Plateforme « Studiotrade » au Festival de Danse de Cannes
Studiotrade est une initiative indépendante et européenne qui montre les possibilités de la coopération européenne non-institutionnelle. Créé en 2010 pendant la Tanzmesse de Düsseldorf, sur initiative de Silke Z. (compagnie Resistdance), Studiotrade regroupe aujourd’hui vingt structures, la plupart des compagnies, implantées dans neuf pays européens.
Le nom reflète l’idée de départ, issue d’une double prise de conscience. D’une part, beaucoup de compagnies disposent de lieux de création qui ne sont pas occupés à temps plein. D’autre part, les mêmes compagnies rencontrent parfois plus d’intérêt pour leur travail à l’étranger que dans leur propre pays. Alors, pourquoi pas créer un réseau permettant de mutualiser les ressources de production et de diffusion ? Aux dix membres fondateurs se sont associé dix autres, dont Dans Brabant, structure régionale de production et de diffusion néerlandaise, comparable à l’Arcadi francilienne.

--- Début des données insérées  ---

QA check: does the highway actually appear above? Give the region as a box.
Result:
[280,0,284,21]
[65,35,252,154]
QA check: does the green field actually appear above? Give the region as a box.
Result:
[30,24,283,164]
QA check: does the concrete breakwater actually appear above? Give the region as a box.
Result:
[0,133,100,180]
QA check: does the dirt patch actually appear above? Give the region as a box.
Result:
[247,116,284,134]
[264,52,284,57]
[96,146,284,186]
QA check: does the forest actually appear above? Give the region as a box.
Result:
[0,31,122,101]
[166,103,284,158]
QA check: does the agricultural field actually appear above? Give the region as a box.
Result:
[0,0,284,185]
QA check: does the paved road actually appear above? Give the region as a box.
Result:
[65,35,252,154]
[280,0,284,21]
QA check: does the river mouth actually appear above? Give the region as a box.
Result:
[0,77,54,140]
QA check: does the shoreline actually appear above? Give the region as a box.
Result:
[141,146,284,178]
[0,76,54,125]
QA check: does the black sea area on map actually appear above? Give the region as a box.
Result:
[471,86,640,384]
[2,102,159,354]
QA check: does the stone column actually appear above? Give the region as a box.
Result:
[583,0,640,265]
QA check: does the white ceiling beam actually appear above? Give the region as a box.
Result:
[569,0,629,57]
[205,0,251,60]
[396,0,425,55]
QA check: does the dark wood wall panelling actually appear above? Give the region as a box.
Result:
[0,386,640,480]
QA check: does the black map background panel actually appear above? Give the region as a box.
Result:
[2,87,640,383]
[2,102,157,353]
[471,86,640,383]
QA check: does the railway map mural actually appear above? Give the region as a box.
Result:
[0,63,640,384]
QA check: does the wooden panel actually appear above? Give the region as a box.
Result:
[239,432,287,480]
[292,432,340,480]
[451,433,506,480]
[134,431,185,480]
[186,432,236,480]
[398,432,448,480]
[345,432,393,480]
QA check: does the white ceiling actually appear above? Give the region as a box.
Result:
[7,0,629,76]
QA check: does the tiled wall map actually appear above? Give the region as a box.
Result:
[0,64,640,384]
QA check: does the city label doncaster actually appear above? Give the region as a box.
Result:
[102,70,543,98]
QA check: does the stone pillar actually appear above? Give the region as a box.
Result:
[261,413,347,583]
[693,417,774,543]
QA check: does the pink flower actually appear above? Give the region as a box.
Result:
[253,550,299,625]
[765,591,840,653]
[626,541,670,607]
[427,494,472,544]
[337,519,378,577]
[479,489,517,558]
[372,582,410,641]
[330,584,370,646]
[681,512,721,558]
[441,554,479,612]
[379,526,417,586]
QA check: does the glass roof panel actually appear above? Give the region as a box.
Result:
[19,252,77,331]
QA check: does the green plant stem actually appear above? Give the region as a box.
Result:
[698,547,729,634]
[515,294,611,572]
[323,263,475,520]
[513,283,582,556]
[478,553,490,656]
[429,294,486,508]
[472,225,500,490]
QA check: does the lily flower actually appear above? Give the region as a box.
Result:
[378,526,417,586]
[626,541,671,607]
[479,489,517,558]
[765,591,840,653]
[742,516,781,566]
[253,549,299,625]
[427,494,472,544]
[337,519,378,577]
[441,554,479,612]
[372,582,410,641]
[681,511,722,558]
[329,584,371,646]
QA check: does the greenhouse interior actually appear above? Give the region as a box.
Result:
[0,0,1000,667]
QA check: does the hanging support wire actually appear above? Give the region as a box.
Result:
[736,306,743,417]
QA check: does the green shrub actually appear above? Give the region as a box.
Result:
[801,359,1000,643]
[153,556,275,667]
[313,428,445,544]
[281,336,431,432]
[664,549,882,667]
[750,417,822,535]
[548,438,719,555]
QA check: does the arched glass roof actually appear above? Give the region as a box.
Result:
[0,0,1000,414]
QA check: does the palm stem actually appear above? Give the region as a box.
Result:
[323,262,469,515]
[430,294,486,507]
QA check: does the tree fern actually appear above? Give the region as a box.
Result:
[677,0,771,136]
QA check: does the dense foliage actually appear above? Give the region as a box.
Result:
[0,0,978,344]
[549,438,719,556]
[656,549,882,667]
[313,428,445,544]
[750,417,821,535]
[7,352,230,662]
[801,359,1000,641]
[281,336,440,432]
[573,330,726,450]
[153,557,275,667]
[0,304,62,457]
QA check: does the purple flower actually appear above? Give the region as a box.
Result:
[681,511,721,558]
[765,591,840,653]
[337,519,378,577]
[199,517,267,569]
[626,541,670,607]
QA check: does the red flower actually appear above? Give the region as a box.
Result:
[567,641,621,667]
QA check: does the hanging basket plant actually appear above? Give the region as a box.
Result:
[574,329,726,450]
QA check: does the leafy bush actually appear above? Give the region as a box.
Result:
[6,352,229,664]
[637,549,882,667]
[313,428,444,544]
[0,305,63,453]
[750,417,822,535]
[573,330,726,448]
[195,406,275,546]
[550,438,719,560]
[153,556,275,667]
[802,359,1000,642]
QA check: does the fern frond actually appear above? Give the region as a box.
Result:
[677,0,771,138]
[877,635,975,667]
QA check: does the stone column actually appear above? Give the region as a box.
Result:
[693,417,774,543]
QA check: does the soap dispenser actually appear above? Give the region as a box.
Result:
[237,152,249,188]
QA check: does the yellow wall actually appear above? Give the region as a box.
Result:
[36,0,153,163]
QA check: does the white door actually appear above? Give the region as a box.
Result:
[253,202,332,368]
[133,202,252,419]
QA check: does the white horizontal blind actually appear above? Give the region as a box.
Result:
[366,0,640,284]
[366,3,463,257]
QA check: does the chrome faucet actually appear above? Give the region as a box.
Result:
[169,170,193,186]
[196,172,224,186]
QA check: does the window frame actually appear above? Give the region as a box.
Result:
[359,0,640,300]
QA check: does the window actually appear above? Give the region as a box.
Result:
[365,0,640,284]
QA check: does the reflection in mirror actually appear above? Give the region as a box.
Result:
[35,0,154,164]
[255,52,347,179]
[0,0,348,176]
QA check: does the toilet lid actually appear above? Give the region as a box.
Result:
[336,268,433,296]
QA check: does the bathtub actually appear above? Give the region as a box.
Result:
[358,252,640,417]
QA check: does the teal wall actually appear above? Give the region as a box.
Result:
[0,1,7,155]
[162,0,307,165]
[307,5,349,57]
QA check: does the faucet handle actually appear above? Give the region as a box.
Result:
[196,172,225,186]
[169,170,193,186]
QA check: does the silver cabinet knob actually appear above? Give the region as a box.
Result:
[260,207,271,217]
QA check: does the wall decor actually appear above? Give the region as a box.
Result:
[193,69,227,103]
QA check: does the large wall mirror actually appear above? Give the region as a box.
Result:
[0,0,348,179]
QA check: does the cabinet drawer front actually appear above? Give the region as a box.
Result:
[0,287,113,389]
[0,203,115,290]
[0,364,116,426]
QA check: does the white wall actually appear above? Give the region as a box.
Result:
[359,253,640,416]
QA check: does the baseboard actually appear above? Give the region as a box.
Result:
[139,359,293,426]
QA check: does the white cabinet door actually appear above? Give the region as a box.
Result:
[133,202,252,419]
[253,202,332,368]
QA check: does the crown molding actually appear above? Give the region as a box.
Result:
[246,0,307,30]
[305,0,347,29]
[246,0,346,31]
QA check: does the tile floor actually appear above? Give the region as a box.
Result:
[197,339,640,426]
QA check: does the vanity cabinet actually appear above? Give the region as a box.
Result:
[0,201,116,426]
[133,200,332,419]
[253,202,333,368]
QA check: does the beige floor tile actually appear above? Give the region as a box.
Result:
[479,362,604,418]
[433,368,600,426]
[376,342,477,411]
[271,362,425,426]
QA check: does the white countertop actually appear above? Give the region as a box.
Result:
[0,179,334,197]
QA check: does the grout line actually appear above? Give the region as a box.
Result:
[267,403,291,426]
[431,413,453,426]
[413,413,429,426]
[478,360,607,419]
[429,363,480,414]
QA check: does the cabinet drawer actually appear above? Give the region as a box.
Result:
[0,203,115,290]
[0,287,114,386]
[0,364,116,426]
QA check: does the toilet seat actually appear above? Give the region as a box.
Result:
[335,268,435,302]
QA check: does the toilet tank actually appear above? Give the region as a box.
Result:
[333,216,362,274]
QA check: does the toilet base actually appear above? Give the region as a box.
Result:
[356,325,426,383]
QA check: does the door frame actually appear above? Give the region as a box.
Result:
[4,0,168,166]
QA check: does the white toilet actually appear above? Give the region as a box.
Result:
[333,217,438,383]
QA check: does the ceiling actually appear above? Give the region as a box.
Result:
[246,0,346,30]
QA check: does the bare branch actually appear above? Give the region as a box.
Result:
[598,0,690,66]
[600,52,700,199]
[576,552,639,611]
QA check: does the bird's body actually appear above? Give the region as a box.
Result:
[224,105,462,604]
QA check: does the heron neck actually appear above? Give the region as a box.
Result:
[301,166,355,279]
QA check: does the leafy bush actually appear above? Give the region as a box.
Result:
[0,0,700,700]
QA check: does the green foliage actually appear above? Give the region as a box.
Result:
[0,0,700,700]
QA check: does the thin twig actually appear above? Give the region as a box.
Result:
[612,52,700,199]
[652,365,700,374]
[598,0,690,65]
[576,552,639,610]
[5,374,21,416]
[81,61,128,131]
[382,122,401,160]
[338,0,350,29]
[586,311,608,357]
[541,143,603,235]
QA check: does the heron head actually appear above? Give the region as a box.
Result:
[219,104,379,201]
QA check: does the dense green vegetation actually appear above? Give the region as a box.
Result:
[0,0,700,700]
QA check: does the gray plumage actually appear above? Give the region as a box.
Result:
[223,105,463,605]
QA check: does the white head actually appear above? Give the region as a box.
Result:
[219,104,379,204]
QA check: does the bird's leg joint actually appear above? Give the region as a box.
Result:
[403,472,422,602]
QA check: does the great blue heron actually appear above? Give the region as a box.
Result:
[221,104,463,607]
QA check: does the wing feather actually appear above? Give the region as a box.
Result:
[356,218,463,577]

Legitimate Bodies : The point at which it last made sense
Membre fondateur français, la Compagnie Humaine d’Eric Oberdorff, a été chargée de choisir trois compagnies internationales pour la plateforme accueillie par le Festival de Danse de Cannes 2015. Les Irlandais de Legitimate Bodies proposent une danse « inclusive » ou « mixed ability ». Leur nouvelle version de The point at which it last made sense confronte les fragilités de deux corps que tout oppose. Ici, l’élégance, la souplesse et la fébrilité de la danseuse Marlieke Bourghouts. Là, Michael Turinsky, polyhandicapé en fauteuil roulant. Mais contrairement à la version précédente avec un danseur amputé des deux jambes, Turinsky n’est pas intégré à la partie chorégraphique du spectacle. Il prend en charge une parte du discours sur des questions de société, d’images de corps dans les stéréotypes publicitaires, discours d’autant plus difficile à suivre que le handicap de Turinsky concerne aussi sa capacité d’articulation Certes, nous ne sommes de toute façon pas anglophones, mais le sens de cette version du spectacle repose sur la critique sociétale. Les vidéos ajoutant une dimension supplémentaire, cette pièce brève se perd dans une complexité inutile.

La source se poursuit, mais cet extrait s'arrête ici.